When Liu Junye woke the next morning, he found that at some point during the night the overcoat had been placed back over himself. In that moment, the veteran soldier's heart was warmed through, and his resolve was set: the whole squad would act together to give this considerate young man an unforgettable military-camp birthday.
Song Chengxin returned from sentry duty and froze when he pushed open the door—faint candlelight flickered, reflected in the smiling faces of his comrades, and illuminated that extraordinary "cake." A song rang out, cutting through the sound of the wind outside the barracks, and the birthday wishes struck him in the heart.

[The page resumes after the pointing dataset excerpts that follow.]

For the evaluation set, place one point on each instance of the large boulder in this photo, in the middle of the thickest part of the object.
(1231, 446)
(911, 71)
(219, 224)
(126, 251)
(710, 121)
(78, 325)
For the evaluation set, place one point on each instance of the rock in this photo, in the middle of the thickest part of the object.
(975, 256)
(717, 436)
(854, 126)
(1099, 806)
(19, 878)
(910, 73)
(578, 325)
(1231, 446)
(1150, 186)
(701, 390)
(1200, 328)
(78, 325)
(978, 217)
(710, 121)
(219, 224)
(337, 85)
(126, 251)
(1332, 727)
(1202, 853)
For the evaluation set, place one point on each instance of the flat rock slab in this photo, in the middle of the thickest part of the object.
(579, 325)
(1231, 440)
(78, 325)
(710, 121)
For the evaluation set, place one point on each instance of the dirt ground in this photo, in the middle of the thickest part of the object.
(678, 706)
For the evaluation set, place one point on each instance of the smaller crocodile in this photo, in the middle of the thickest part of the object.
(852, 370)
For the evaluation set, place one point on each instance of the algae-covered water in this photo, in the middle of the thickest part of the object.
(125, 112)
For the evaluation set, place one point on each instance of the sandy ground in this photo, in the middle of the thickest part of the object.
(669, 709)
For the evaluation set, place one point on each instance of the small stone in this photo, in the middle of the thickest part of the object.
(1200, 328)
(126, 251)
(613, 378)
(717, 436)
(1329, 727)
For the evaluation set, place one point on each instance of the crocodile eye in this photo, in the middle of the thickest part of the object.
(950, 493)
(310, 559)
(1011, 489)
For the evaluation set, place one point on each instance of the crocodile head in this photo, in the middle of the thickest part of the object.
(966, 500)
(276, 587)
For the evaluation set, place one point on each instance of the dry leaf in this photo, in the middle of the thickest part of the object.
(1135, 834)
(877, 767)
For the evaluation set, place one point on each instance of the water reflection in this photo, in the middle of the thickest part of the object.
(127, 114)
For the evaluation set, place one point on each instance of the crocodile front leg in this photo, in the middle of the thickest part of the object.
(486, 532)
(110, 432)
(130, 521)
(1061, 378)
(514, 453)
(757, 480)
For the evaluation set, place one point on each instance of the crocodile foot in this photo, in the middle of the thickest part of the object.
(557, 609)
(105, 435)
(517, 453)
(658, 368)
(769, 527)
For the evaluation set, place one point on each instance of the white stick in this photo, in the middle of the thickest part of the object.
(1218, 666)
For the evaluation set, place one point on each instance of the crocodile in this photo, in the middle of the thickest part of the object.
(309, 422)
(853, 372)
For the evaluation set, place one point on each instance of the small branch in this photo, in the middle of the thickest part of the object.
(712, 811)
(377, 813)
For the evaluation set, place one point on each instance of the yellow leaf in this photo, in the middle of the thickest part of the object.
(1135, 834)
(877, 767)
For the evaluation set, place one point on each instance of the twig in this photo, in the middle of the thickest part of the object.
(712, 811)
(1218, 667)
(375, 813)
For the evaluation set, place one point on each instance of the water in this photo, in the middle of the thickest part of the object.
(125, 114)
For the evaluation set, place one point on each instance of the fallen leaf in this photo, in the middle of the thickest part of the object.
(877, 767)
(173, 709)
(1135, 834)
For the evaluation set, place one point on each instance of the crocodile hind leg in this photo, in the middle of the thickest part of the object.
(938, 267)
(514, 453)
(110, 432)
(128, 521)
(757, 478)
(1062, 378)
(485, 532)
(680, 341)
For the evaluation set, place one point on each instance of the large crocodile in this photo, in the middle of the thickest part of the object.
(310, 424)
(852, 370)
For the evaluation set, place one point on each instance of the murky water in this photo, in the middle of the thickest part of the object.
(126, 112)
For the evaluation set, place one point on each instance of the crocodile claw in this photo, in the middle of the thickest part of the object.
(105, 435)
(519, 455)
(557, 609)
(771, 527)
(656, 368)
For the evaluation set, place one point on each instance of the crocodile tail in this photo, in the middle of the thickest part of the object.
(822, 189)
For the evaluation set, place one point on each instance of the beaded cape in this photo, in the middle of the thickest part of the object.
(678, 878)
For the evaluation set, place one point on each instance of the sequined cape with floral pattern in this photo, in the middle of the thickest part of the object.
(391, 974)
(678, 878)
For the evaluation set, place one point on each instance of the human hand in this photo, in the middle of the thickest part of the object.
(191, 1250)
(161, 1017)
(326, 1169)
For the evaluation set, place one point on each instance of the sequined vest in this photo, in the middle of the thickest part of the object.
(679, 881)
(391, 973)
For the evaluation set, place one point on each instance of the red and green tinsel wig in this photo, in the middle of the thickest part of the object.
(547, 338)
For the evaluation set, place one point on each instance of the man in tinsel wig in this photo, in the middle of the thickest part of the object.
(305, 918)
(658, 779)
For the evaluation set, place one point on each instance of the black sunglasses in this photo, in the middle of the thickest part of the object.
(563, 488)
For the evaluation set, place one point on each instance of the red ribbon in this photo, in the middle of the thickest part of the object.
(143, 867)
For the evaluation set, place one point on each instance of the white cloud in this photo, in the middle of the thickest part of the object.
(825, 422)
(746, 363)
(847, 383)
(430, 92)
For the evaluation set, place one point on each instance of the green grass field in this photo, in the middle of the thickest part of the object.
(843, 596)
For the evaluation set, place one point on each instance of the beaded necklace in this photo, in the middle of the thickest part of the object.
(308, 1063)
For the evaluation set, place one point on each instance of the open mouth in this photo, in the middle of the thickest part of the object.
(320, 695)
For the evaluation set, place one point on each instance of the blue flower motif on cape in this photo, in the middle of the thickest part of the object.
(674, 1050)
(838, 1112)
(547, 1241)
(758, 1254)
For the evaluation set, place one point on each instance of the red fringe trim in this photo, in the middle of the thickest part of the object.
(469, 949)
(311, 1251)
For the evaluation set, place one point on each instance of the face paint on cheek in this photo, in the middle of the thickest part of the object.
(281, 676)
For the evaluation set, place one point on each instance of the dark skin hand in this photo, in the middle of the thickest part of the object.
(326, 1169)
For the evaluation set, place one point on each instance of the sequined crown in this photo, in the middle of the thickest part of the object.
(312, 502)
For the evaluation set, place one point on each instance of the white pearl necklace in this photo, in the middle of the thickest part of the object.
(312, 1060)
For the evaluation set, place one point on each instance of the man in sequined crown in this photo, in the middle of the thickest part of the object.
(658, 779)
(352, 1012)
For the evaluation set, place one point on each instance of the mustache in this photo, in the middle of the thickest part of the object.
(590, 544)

Just as he was about to blow out the candles, a comrade handed him a phone—on the screen was the familiar face of his father, 3,000 kilometers away: "Son, happy birthday!"
Song Chengxin instantly recalled that morning before he enlisted, when his father had taken an old military uniform, washed to a pale white, from deep in the wardrobe, with a medal of merit pinned to the chest. His father had also been a soldier; the words "family and nation" (家国) were engraved on his chest as well.
"Everything at home is fine. You are guarding the border on the plateau—we are proud of you." In the frame, his mother was wiping away tears at his side. "This birthday spent in the military camp is especially warm," Song Chengxin said, his own eyes reddening. He looked at the comrades around him and said to his parents in the camera, "This is also my home."
The candles were blown out, the "cake" was shared, and the camp gradually grew quiet. But Song Chengxin's heart remained unsettled for a long time.
After his college entrance examination, he had chosen to enlist, boarded a westbound train, and set off all the way toward the Kunlun. Now, he truly understood the hardship of a soldier's steadfast duty—the upright bearing in the biting wind, the unyielding resolve to press through snow and gale on patrol. In this moment, the birthday candlelight his comrades had lit for him let him feel a bond of comradeship (战友情) that was pure and genuine.
The wind had not stopped, the night had grown deep, yet warmth flowed through the barracks. Atop the snow-capped mountains, the young soldier had completed his own "coming-of-age ceremony" (成人礼).